Shoppings: menos sacolas e mais entretenimento e serviços

Shopping não será mais um destino de aquisição de produtos e sim uma nova forma de usufruir dos serviços.

Nesta semana, os shoppings brasileiros retomaram 100% das suas operações, em um cenário complexo no qual a vacinação chegou apenas a 7,2% (2 doses, fonte Our World in Data, 8/5/2021) da população brasileira, lidar com a incerteza econômica do país será um dos principais desafios para estas companhias.

Outro, que deve impactar também o cenário pós-pandemia, será lidar com um consumidor diferente, que encontrou nos aplicativos, marketplace e e-commerce aliados para satisfazer seus desejos de consumo na pandemia.

Segundo Arthur Igreja, especialista em inovação e tendências, o shopping não será mais um destino de aquisição de produtos e sim uma nova forma de usufruir dos serviços.

Em entrevista ao Monitor Mercantil, ele explica quais serão as novas tendências neste segmento do varejo:

Atualmente muitos shoppings contam com soluções de venda via marketplace ou aplicativo. Acredita que o consumidor deve voltar ao shopping focado na compra de produtos ou apenas para usufruir de serviços?
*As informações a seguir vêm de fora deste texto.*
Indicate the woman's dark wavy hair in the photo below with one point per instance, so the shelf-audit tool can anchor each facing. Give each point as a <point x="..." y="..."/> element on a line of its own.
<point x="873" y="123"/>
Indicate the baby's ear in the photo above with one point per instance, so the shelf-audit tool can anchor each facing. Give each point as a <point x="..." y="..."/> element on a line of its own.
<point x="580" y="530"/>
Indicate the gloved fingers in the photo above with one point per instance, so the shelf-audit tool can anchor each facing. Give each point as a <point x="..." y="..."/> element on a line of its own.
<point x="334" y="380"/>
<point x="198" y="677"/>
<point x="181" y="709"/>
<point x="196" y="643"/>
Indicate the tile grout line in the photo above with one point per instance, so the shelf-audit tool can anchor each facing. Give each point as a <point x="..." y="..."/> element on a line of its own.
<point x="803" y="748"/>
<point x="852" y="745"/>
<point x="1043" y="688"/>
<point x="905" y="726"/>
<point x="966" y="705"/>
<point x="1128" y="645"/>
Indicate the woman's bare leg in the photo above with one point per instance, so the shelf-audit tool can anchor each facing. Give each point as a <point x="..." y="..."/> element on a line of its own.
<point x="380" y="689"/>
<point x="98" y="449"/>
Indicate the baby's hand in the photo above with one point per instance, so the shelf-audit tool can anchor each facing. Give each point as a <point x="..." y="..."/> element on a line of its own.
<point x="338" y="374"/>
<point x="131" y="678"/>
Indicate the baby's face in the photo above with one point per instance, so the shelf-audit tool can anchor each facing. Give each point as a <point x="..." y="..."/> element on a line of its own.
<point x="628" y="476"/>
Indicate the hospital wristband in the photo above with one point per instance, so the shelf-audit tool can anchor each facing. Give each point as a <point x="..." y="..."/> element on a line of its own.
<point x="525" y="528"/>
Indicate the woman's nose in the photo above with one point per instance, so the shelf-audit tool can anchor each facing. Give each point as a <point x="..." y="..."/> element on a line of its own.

O consumidor volta com certeza, mas com um comportamento diferente. Ele retorna para passear, se distrair, mas não tanto para comprar ou ficar em filas. Pode conhecer produtos e em alguns casos até efetivar a compra nas lojas, mas acredito que veremos cada vez menos pessoas caminhando com sacolas. As lojas vão servir como uma espécie de mostruário para motivar a compra via internet ou aplicativo. O shopping passa a ser um local de serviços, de entretenimento, demonstração de produtos.

Que outras tendências devem surgir no setor de shoppings nesta retomada?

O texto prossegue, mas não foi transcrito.